# A poll of thanks should there be a thank you button or not



## daffodil (Aug 7, 2014)

Do you think its a good idea for admin to reinstate a thank you button ,

Not the counter one,(which was accused of massaging egos etc) but a genuine THANK YOU button or a smiley icon saying the same

Simples YES or NO


----------



## Pudsey_Bear (Sep 25, 2008)

Gadzooks David, you might be onto a winner there:surprise:


----------



## autostratus (May 9, 2005)

I've voted "yes" because it's better than nothing.

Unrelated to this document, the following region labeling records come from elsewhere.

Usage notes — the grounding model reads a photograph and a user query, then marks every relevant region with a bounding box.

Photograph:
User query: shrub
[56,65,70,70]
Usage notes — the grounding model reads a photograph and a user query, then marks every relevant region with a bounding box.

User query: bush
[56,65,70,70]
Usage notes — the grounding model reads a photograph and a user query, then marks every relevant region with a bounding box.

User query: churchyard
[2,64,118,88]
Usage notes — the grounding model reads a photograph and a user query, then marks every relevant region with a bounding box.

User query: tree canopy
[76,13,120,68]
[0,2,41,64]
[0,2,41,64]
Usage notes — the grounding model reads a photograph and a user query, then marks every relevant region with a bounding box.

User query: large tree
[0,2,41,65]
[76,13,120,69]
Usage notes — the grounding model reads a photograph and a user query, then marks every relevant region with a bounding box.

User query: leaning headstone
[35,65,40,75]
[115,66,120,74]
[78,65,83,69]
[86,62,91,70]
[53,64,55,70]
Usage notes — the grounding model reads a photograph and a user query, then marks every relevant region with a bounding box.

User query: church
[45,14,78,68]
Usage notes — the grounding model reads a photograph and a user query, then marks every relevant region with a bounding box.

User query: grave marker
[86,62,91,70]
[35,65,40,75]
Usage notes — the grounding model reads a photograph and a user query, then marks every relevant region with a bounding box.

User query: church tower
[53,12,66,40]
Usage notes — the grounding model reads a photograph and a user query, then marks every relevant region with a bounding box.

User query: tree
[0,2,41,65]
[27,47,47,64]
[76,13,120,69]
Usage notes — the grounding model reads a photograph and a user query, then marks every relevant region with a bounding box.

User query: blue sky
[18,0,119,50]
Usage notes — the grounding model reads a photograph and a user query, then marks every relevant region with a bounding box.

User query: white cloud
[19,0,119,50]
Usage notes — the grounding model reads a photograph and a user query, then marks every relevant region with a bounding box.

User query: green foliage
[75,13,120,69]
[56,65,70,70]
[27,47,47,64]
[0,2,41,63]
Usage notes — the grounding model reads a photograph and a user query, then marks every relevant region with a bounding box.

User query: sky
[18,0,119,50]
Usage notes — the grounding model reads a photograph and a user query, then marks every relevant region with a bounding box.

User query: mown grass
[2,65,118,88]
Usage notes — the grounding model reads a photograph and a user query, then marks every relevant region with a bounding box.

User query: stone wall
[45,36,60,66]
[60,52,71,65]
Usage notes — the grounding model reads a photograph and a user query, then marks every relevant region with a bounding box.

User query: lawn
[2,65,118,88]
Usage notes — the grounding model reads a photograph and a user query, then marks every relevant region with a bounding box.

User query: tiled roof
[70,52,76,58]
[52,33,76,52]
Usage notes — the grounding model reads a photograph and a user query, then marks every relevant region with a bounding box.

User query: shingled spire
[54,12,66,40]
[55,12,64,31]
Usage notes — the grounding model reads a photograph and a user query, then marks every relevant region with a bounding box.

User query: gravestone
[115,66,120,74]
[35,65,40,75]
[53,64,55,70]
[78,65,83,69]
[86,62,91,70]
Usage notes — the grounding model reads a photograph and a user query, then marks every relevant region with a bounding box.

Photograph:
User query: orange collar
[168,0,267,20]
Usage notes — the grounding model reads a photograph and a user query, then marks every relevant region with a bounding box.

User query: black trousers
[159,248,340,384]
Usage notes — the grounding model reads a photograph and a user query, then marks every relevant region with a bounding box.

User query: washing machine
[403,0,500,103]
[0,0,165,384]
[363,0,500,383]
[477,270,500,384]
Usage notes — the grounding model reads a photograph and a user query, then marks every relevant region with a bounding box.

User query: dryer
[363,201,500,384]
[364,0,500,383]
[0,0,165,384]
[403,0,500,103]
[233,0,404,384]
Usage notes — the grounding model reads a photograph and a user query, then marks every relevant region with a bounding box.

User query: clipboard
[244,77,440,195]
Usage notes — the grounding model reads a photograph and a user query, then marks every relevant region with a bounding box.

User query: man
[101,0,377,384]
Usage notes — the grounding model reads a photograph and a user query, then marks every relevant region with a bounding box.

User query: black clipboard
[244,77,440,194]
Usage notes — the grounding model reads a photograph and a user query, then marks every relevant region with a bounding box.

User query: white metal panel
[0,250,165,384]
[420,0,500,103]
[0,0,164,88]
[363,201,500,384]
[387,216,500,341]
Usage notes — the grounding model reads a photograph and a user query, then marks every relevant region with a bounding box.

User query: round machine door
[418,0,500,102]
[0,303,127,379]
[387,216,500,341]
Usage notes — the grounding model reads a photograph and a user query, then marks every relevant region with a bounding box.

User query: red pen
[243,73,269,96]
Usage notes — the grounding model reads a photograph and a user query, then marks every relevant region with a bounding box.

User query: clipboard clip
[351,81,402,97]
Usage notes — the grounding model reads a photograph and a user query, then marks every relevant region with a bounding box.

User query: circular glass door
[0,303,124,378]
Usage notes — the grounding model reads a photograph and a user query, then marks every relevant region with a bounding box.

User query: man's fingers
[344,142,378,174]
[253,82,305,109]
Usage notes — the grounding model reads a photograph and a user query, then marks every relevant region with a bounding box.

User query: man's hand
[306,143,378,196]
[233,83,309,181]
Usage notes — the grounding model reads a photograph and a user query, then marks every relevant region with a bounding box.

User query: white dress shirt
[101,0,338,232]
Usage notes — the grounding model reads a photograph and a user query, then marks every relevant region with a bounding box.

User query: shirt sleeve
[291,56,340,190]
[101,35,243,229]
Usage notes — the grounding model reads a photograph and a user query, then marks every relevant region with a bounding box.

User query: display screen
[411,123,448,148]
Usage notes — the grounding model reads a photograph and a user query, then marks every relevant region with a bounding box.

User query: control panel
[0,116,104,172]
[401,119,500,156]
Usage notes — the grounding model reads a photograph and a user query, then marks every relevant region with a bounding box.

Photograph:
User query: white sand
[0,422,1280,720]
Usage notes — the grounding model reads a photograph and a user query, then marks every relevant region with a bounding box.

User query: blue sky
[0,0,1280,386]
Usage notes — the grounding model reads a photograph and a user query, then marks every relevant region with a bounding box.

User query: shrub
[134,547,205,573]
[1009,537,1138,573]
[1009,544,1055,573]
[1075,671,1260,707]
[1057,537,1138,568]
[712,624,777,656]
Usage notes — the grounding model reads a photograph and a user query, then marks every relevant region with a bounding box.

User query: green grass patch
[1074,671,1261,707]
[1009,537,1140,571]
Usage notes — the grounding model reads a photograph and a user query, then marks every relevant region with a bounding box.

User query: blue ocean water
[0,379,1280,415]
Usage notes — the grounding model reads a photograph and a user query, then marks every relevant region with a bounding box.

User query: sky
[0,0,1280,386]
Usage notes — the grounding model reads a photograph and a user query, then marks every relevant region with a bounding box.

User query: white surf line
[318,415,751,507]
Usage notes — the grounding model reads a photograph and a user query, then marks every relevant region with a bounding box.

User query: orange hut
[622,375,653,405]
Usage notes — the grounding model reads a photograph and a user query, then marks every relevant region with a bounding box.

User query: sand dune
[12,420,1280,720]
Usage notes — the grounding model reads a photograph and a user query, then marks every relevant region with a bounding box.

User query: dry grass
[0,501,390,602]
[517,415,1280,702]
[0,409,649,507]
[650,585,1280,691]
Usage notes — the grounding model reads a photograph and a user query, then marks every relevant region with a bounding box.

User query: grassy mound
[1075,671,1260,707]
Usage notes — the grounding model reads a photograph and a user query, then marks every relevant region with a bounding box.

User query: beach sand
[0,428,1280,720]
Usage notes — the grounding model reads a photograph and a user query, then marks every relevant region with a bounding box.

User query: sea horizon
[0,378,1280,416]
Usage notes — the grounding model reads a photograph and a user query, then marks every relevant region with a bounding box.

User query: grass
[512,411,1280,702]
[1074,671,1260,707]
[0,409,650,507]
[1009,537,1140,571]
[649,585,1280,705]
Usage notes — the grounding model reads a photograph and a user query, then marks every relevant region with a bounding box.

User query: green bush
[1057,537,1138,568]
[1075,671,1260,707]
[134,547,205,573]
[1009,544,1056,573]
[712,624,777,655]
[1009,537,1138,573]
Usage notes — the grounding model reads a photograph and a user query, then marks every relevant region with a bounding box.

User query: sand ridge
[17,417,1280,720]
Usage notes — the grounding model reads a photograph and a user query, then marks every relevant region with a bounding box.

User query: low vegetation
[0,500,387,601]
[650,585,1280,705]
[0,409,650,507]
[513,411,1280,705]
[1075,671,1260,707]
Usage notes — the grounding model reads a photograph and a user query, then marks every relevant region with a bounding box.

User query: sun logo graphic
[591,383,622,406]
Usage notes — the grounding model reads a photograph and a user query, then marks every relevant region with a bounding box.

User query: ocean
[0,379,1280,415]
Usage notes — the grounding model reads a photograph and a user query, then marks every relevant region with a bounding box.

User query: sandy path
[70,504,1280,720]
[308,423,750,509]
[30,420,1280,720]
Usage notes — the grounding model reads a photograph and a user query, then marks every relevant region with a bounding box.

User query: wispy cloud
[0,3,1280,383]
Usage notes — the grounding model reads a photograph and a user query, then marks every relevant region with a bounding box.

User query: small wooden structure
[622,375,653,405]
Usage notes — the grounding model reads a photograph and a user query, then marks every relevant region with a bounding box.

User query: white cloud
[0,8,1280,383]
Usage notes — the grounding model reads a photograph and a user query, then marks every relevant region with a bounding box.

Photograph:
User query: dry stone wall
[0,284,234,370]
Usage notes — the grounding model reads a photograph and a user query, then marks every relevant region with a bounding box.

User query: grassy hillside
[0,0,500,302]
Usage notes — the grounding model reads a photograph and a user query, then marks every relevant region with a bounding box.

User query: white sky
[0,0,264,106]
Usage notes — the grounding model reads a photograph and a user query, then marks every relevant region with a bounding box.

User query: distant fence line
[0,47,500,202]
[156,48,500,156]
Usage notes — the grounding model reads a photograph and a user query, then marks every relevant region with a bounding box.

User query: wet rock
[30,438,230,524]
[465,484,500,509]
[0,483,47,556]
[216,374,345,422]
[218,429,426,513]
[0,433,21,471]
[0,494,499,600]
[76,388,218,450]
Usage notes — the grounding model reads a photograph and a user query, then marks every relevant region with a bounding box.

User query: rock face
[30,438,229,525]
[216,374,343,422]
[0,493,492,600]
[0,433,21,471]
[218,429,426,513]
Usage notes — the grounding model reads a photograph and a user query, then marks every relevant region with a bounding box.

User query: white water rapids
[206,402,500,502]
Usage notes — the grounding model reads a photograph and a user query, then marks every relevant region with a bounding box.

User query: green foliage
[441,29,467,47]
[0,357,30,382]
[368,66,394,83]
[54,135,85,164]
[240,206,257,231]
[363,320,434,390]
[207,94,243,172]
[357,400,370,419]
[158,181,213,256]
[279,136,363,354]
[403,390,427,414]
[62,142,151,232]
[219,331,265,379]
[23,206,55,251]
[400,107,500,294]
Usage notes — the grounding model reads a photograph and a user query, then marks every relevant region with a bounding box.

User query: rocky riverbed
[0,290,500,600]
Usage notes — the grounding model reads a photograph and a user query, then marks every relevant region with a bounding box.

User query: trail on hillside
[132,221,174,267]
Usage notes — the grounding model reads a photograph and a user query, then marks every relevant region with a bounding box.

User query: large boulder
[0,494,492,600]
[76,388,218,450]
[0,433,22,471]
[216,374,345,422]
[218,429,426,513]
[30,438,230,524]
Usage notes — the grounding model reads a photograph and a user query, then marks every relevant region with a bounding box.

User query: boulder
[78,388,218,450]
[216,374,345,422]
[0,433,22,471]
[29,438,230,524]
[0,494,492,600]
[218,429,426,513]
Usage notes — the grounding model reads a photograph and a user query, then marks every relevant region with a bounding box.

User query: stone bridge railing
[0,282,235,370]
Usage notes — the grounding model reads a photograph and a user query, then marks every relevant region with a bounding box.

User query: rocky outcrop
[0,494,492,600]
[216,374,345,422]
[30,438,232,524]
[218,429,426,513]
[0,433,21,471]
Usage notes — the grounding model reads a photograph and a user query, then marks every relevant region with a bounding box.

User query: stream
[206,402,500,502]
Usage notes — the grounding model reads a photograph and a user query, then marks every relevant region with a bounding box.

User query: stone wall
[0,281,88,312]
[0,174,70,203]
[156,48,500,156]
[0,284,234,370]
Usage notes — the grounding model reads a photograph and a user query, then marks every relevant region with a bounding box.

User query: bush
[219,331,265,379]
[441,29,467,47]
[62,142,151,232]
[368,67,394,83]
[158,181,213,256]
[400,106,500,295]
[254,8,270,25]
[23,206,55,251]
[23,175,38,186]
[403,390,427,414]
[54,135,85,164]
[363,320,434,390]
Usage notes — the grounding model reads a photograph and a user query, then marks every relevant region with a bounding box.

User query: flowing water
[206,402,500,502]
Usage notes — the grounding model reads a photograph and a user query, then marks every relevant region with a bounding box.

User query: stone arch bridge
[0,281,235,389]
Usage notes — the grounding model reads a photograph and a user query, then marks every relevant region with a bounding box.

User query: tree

To be honest I'd much rather someone posted a "Thank you" note than just pressed a button if they found a post useful.
If they can be bothered to take the time to raise a query they should take the time to write a quick thank you.


----------



## daffodil (Aug 7, 2014)

autostratus said:


> I've voted "yes" because it's better than nothing.
> 
> To be honest I'd much rather someone posted a "Thank you" note than just pressed a button if they found a post useful.
> If they can be bothered to take the time to raise a query they should take the time to write a quick thank you.


I agree up to a point ,but when you are a genuine numpty like me and you appreciate posts that you dident even start ,or you need lots and lots of help and that is freely given by lots of different posters, it is easier to just click a button to show recognition which means more then just like, as that button is used for all kinds of things


----------



## autostratus (May 9, 2005)

I understand your point of view and agree with you but I did say in my post "If they can be bothered to take the time to raise a query they should take the time to write a quick thank you._"

My reply was particularly aimed at posters who raise a query but can't be bothered to write "Thank You" when they get a useful answer or even an answer that isn't useful if someone has taken the trouble and time to reply.

_


----------



## Pudsey_Bear (Sep 25, 2008)

There is another point to make and that's that although it's nice to get a thanks, it's another post to wade past, where as the thanks button, was affixed to the actual post being thanked so less confusion.

I wholeheartedly agree that a simple 'ta mate' is preferable to a button press, unless you're into counting them of course as typed ta only registers on the mind.


----------



## autostratus (May 9, 2005)

Kev_n_Liz said:


> There is another point to make and that's that although it's nice to get a thanks, it's another post to wade past, where as the thanks button, was affixed to the actual post being thanked so less confusion.
> 
> I-------snipped-->.


Many of the posts we have to "wade past" are posts from people who are contributing nothing to the thread but simply like to "see their name in lights".
Perhaps we should have another button to remove their post from view.


----------



## cabby (May 14, 2005)

I would prefer a thank you post as apposed to the button, plus info as to whether the question asked has been successfully answered.
A thank you button gives the impression only of your reply to a post.

cabby


----------



## barryd (May 9, 2008)

I voted no for two reasons. Firstly if your away and on a slow connection on the old site (might be different now) you might get lots of replies and it used to take an age to go through and THANK everyone.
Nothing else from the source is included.